Menus to make wines shine

Wine knowledge has been spreading around the globe. Wine collecting is now a hobby, and not just for the well-heeled. More and more, people who are mad about wine want to share the great bottles they have been collecting. What's the point of tracking down sometimes rare wines from your favourite growers to drink alone, or with people who are frankly bored by your enthusiasm for analysing their aromas and flavours? A lot of thought goes into choosing bottles to compare and contrast with other wine enthusiasts. It is my contention that this sort of dinner is best held at home. What I have learnt from many years of cooking for wine makers,wine traders, commentators and wine collectors is this: - keep the food simple. This is not the moment to try out complicated dishes. Your culinary skills are there to help not hinder wine appreciation. For a "wine dinner" the food is the orchestra, the wines are the soloists.

Becky Wasserman and her husband Russell Hone receive hundreds - yes, really hundreds - of people each year in their beautiful farmhouse near Beaune, giving them a taste of what it's like to live in Burgundy. Becky's wine exporting business, Le Serbet, entertains its clients here. Many of them become friends and return as often as they can, because this is a table where wines shine, but unpretentiously. No wine snobbism, just a respect for growers who do their work very conscientiously whether they are making village wines or Grands Crus.
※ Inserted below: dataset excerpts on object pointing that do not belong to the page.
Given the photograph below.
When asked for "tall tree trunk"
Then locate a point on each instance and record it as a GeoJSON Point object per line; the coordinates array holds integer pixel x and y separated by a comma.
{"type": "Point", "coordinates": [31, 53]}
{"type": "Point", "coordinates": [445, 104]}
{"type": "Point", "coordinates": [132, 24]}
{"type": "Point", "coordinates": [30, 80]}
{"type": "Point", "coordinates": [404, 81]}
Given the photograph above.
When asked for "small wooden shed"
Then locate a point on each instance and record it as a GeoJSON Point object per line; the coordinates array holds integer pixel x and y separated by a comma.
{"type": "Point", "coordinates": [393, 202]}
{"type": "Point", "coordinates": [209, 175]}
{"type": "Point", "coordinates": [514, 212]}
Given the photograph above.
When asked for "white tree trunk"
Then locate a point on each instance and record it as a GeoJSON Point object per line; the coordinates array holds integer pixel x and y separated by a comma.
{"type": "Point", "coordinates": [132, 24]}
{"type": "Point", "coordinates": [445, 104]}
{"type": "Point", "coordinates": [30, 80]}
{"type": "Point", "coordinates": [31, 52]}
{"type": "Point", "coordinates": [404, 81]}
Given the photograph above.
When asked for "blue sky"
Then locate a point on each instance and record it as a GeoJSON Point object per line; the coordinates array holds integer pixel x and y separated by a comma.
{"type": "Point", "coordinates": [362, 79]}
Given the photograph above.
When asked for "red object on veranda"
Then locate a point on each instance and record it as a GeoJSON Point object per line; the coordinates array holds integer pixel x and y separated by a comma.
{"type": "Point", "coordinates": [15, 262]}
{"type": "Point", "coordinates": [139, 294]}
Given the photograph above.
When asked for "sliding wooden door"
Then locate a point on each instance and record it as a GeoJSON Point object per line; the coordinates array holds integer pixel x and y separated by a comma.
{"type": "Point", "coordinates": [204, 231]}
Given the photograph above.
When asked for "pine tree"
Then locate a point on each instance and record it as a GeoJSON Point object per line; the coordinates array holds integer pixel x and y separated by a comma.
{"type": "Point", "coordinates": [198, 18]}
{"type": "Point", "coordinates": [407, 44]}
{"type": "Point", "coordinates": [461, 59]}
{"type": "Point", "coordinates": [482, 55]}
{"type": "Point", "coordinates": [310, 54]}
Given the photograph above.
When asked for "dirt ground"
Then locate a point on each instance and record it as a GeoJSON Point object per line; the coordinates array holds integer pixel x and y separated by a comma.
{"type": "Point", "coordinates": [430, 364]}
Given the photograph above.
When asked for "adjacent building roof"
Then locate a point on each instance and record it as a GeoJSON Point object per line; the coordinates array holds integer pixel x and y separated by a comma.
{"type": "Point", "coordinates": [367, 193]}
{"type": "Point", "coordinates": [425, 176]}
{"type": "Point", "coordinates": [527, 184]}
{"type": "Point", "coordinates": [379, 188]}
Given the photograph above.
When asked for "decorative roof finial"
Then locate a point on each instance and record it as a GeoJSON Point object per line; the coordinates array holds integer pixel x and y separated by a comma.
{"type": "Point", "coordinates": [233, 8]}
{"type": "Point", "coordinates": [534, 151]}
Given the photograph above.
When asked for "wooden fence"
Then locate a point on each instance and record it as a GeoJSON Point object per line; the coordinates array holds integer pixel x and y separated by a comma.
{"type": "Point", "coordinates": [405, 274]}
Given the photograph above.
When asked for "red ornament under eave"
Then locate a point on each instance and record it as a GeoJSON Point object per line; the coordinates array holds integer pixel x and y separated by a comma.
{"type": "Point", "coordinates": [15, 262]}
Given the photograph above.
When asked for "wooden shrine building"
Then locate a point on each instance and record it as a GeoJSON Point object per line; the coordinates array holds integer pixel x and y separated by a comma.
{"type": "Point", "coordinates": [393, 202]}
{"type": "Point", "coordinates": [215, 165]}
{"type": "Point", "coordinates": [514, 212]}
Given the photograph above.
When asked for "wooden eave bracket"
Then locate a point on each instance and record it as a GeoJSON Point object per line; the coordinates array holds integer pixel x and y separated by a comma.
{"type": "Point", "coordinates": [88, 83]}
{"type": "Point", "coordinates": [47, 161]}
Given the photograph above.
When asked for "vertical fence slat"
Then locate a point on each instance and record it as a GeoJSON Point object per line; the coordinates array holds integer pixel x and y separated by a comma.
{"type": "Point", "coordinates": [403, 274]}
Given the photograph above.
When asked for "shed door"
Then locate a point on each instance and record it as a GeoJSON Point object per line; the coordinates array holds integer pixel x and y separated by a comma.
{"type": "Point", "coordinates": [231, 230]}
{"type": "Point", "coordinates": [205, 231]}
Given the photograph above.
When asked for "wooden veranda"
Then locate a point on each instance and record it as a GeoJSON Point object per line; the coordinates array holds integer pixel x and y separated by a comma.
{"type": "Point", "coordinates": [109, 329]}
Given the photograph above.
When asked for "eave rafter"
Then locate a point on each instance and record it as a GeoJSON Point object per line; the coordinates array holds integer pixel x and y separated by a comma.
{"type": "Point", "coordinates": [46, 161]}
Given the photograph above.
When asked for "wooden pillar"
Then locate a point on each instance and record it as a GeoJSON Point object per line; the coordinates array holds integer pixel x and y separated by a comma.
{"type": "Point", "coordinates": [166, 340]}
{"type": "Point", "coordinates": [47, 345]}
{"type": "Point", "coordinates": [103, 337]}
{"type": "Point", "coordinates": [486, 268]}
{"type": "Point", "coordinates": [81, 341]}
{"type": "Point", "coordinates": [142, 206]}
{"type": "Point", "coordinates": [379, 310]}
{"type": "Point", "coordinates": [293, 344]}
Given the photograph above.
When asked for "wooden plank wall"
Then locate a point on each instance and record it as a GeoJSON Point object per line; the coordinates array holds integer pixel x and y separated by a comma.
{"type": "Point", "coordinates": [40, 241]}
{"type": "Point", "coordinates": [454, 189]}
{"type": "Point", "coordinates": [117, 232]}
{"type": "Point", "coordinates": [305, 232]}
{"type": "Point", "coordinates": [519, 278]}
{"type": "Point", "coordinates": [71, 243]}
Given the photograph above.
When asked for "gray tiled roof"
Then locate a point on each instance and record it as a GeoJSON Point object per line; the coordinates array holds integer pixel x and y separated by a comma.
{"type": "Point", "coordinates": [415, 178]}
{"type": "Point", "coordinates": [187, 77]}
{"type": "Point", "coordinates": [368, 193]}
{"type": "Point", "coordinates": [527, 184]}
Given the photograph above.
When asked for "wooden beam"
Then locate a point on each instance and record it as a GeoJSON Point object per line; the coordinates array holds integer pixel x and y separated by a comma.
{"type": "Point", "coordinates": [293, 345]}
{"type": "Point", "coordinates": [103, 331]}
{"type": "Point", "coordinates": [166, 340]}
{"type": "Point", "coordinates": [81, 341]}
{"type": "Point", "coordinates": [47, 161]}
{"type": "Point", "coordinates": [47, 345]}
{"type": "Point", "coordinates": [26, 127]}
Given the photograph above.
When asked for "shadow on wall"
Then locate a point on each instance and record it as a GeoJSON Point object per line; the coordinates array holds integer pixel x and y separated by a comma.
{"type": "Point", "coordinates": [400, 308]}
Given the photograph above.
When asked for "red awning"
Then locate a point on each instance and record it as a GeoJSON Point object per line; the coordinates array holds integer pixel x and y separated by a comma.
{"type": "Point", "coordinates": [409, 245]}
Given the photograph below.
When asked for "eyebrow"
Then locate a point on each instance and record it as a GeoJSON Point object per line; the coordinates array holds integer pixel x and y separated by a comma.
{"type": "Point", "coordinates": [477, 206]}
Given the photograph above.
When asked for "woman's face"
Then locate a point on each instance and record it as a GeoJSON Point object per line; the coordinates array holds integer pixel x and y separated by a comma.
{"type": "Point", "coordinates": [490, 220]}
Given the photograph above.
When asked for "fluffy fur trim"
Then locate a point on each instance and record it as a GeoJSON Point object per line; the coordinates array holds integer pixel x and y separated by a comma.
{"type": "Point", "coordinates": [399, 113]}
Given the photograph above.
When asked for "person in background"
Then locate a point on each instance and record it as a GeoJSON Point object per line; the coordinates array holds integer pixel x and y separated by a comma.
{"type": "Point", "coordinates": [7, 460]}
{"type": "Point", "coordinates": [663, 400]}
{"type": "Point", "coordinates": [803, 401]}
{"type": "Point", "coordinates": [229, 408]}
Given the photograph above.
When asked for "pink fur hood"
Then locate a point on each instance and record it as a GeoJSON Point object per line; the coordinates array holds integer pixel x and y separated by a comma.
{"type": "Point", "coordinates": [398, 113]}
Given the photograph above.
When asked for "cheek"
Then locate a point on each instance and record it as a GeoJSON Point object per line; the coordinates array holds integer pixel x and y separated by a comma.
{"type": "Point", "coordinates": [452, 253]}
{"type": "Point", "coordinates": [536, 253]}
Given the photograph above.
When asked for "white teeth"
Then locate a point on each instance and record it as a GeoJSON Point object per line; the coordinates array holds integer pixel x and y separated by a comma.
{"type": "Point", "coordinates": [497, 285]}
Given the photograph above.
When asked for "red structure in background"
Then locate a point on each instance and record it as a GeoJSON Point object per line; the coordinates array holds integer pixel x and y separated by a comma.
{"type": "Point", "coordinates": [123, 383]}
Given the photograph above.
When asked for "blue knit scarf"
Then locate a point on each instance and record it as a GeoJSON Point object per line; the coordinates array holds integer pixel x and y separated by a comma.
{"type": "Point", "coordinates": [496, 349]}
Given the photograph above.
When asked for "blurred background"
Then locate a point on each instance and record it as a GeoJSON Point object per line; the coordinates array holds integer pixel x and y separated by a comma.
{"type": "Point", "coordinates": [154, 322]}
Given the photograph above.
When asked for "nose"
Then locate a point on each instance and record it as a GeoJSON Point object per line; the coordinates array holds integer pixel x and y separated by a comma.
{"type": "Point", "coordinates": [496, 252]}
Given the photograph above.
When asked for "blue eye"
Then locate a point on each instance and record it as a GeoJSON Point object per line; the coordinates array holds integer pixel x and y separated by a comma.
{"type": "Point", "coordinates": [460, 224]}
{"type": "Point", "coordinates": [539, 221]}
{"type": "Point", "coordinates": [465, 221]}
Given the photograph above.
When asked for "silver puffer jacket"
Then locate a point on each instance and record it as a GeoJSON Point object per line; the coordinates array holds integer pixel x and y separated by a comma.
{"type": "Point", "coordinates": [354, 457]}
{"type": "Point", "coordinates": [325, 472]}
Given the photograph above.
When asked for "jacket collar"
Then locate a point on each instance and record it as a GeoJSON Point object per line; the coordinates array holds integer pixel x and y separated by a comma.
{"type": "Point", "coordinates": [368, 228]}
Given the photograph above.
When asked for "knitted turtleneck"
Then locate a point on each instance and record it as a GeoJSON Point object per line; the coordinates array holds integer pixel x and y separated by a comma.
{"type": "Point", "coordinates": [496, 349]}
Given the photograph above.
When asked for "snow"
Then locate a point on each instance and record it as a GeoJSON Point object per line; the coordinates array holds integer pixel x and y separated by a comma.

The world-famous wine region is essentially a rustic place. Russell is noted and loved for a repertoire of dishes which are the backbone of French country cooking - red wine stews, navarins, blanquettes and much else, made with ingredients bought from local growers, just like the wines. This is a long way from French restaurant cooking and does the job perfectly. These are dishes which don't impose themselves. They are delicious but they allow the wines to shine while everyone relaxes round a convivial table,conversation flowing.

If you have a line-up of wines as above - lucky you! - to serve, with the wine maker present at the dinner, it makes sense to ask him or her what they would like. In this case, Frederic Mugnier (one of my all time favourite growers) has quite strong feelings. He prefers to serve fish as a first course with his reds. He likes, as many Burgundians do, white with cheese. In fact, most growers if consulted about a menu will say, "something simple". We don't need to get too precious about wine and food matching, but the cook has to be happy to take a facilitating role.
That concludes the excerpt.